多人数戦だとどうしてもみな駅舎使いまくりになるのだが、「ここを自力でつなぎあそこに駅舎を置けばつながる」とパズルを解く感覚になり結構面白い。そして「ステーションを使ったら路線の持ち主に4ポイント払う方が面白い(※)」とMKがいう。実は俺もそうしたいと思っていたのだ。珍しくハウスルールで奴と意見が合った。次からそうしよう。
(※)次の日気づいたのだが、4点を敵に払うと相対点差はマイナス8になり、ペナルティが大きすぎてショートチケットではマイナスにすらなりかねない。安易な駅舎利用を抑制し、路線早い者勝ちのスリルを保つ上ではいいと思うが、相対点差8点はでかすぎるかも。要テストプレイ。

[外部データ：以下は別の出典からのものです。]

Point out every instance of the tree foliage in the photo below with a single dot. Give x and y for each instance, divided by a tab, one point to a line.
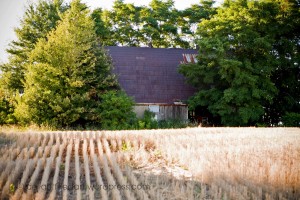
237	72
68	75
158	25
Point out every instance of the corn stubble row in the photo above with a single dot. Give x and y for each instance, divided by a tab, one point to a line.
225	163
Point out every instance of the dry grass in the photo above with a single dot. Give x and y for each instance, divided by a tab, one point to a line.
196	163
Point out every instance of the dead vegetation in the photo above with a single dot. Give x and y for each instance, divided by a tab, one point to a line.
197	163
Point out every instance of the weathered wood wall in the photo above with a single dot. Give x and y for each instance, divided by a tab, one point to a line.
166	112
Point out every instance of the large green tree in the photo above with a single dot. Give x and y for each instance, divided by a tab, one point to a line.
235	68
158	25
67	75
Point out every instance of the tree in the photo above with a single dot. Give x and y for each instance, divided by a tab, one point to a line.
67	75
38	20
233	75
286	76
158	25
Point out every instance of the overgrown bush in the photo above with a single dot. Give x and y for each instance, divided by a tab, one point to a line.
116	111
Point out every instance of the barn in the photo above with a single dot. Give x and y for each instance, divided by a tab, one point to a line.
150	77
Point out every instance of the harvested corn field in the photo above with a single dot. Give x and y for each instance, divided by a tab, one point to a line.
192	163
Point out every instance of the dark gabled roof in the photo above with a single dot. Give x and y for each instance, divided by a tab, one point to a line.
150	75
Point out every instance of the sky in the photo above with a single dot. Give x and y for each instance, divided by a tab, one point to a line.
11	11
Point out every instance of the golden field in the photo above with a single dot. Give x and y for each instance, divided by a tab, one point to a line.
191	163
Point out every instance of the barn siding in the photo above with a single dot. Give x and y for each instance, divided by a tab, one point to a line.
166	112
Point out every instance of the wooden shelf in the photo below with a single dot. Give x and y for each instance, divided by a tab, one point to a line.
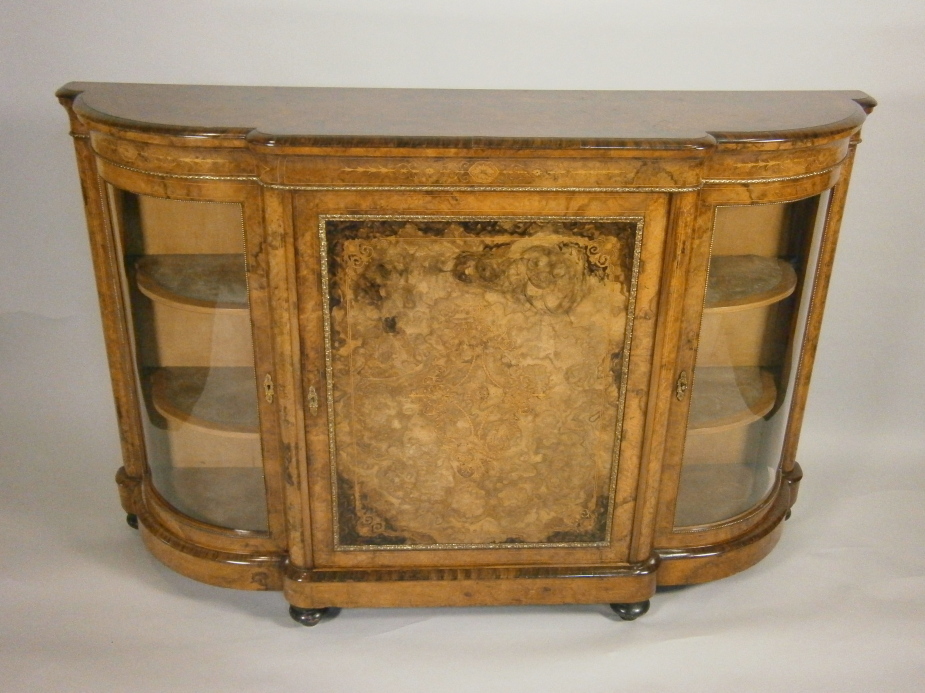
714	492
725	398
216	400
742	282
205	283
226	497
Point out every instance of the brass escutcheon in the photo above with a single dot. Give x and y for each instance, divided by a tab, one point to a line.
680	388
312	400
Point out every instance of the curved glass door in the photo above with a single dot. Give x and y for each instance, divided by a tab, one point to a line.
185	280
762	261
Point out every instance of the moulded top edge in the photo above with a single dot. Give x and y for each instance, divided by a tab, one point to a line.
468	118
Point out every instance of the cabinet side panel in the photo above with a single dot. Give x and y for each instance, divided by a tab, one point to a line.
112	309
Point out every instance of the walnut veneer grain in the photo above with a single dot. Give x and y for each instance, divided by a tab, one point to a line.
452	333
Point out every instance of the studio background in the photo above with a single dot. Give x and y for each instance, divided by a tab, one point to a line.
840	603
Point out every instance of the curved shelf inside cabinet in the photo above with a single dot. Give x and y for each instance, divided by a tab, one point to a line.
725	398
742	282
216	400
203	283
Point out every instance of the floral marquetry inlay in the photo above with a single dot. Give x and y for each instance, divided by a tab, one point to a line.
475	371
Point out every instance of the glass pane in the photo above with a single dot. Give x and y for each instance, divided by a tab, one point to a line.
186	282
762	261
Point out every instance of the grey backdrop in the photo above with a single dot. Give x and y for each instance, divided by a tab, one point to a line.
840	605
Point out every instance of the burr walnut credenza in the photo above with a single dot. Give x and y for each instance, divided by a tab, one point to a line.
389	347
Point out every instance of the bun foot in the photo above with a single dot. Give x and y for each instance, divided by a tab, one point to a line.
307	617
632	611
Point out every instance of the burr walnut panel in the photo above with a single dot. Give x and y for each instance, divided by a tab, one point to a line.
476	370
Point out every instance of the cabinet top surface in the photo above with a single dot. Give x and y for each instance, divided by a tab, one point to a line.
467	117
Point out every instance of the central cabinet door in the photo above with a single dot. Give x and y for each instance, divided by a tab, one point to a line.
475	371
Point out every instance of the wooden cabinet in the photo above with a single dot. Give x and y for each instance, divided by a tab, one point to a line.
407	348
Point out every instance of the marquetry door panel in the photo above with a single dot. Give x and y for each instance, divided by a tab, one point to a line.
474	373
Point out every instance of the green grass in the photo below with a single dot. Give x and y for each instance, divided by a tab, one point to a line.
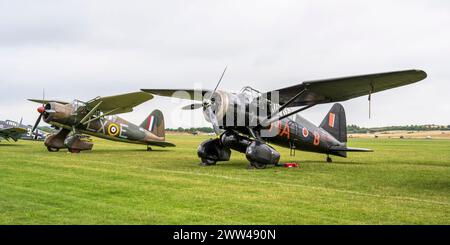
402	182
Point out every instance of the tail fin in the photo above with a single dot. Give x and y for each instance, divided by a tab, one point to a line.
155	123
335	123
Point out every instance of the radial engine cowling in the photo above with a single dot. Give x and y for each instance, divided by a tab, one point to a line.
262	153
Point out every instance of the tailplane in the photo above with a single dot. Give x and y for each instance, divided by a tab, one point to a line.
155	123
335	123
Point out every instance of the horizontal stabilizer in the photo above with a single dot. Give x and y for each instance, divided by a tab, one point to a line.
349	149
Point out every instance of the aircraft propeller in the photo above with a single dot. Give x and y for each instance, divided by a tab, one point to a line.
41	111
206	105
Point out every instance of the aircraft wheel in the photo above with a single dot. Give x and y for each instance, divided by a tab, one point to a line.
207	162
52	149
74	150
258	165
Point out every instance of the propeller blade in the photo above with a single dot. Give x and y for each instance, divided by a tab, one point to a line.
192	106
35	126
220	80
213	119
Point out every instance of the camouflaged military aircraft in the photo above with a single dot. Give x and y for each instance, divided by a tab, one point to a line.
97	117
249	120
10	129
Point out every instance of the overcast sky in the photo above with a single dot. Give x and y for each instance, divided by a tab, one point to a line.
83	49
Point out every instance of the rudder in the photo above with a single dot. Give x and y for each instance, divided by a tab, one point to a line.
155	123
335	123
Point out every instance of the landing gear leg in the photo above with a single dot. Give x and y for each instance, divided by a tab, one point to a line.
256	165
207	162
52	149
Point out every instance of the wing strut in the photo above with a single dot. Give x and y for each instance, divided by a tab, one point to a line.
370	99
269	119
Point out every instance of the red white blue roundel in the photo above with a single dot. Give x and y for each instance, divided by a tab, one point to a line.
150	123
305	132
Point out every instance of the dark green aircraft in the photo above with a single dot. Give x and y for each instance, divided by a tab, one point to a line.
249	120
97	117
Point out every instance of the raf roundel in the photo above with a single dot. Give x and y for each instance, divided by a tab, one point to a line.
113	129
305	132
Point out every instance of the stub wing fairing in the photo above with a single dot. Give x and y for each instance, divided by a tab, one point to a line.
12	133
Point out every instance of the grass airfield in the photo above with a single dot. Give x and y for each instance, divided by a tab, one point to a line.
405	181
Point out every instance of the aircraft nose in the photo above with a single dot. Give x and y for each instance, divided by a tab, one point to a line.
41	109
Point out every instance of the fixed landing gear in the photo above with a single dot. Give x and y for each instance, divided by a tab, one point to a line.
52	149
256	165
71	150
207	162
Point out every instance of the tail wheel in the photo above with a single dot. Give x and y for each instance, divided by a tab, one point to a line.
258	165
52	149
207	162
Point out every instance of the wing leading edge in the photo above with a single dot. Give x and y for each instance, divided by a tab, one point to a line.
345	88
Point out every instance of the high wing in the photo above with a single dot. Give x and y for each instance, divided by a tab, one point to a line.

というわけでカルカソンヌ以上に大ウケの初日であった。萌が夢中になってくれたので、今後カルカソンヌ並みにうまくなってくれたら最高だな。

=======================
■11/07/09(土) □ 女子W杯 - わかってもらえるさ
=======================

【女子W杯ドイツ-日本】すごいブーイング。日本は、技術的には自分たちは格下ではないと自信を持った立ち上がり。よしよし。同じメンバーで来ているがゆえのフィジカルの不安が出る前に、ペースを掴んでおきたい。

軽い接触で次々にドイツ選手が倒れ、1人は怪我で交替。「ドイツは昨夜長時間シュート練習を行った」とのことで、地元ゆえのプレッシャーでオーバーワーク気味のコンディションになっているのかもしれない。うわ、澤さまがフランクフルトな容貌のおばちゃんにエルボーを食らった。やめろ。しかし澤率いる効率のいいプレス網によりポゼッションは日本が上です。悪くない悪くない。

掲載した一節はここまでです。